Emmy award winning film-maker Danny Schechter, who is also blogger-in-chief at MediaChannel.org that keeps a critical eye on the media, just wrote this explaining why he made this film:

“It is hard to remember that two years earlier Obama was barely known, registering on the radar screen for just 10% of voters. He was also hardly a brand name as a first term Senator who spent more time in state politics in Illinois than on the national stage. Moreover, he was young and a man of color — not qualities that usually prevail in a presidential arena which tends to draw far older, far whiter, and far more centrist candidates. The thought that he would beat frontrunner Hillary Clinton in the primaries was, quite frankly, unthinkable to most of the elite.

“And yet he prevailed, as he used a phrase appropriated from labor organizer and Latino legend Caesar Chavez. Obama turned the farm workers Spanish language slogan “Si Se Puede” into “Yes We Can.” Rather than focus on specific political issues, he built a campaign on the promise of “Hope.” Rather than just rely on traditional fundraising — although by the end, he was plush with it — he reached out over the internet for smaller donations from millions of donors.

Perils of the New Media Generation...

Perils of the New Media Generation...

“Few in the major media gave him a chance, but he was not discouraged because he had created his own grassroots media operation using sophisticated organizing and social networking techniques to build a bottom-up movement, not the usual top-down apparatus. While his campaign ran the show, he encouraged independent initiatives including citizen-generated media, music videos, personalized websites, twittering and texting, etc..

“This is the new direction our politics has taken.

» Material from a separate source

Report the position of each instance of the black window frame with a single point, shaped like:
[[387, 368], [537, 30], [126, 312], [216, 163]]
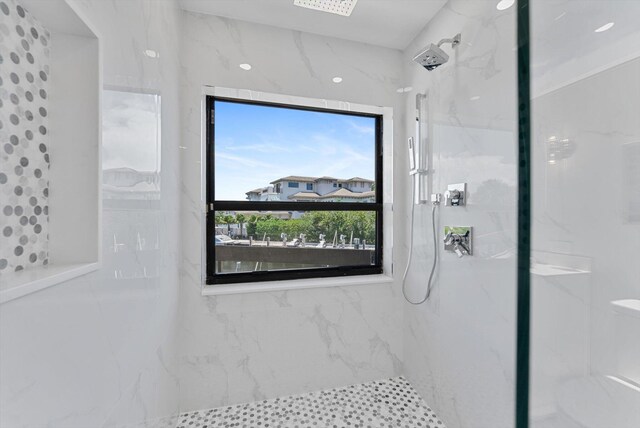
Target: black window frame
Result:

It is a story that may be somewhat threatening to old media – and older activists – who prefer a one to many approach to communication, as opposed to forging a more interactive empowering platform. There is no question that young people — especially those mobilized by Obama — prefer online media and that choice is making it harder and harder for traditional outlets to sustain their influence and, in some cases, even their organizations. Old media may be on the way out.

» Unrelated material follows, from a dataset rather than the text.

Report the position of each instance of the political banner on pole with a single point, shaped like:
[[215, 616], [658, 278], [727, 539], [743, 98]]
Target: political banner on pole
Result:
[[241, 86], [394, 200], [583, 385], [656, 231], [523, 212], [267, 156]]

“This is why our film is, in my mind, so important, not just as a record of how Obama won and what happened in 2008, but in what will happen, can happen, and is happening in the future. This is why I believe its critical for Americans to see it — and others in the world as well — to recognize how Obama represents more than just another politician, but a whole new approach to politics. That old adage is worth remembering: “It’s not the ship that makes the wave, it’s the motion of the ocean.”

“Obama, for all his shortcomings, which are becoming more obvious by the day, has pioneered the way change must be won — not by people on the top, but by all of us. It remains for “us” to hold him accountable. We live in a culture of amnesia – it is important to learn the lessons of the recent past.”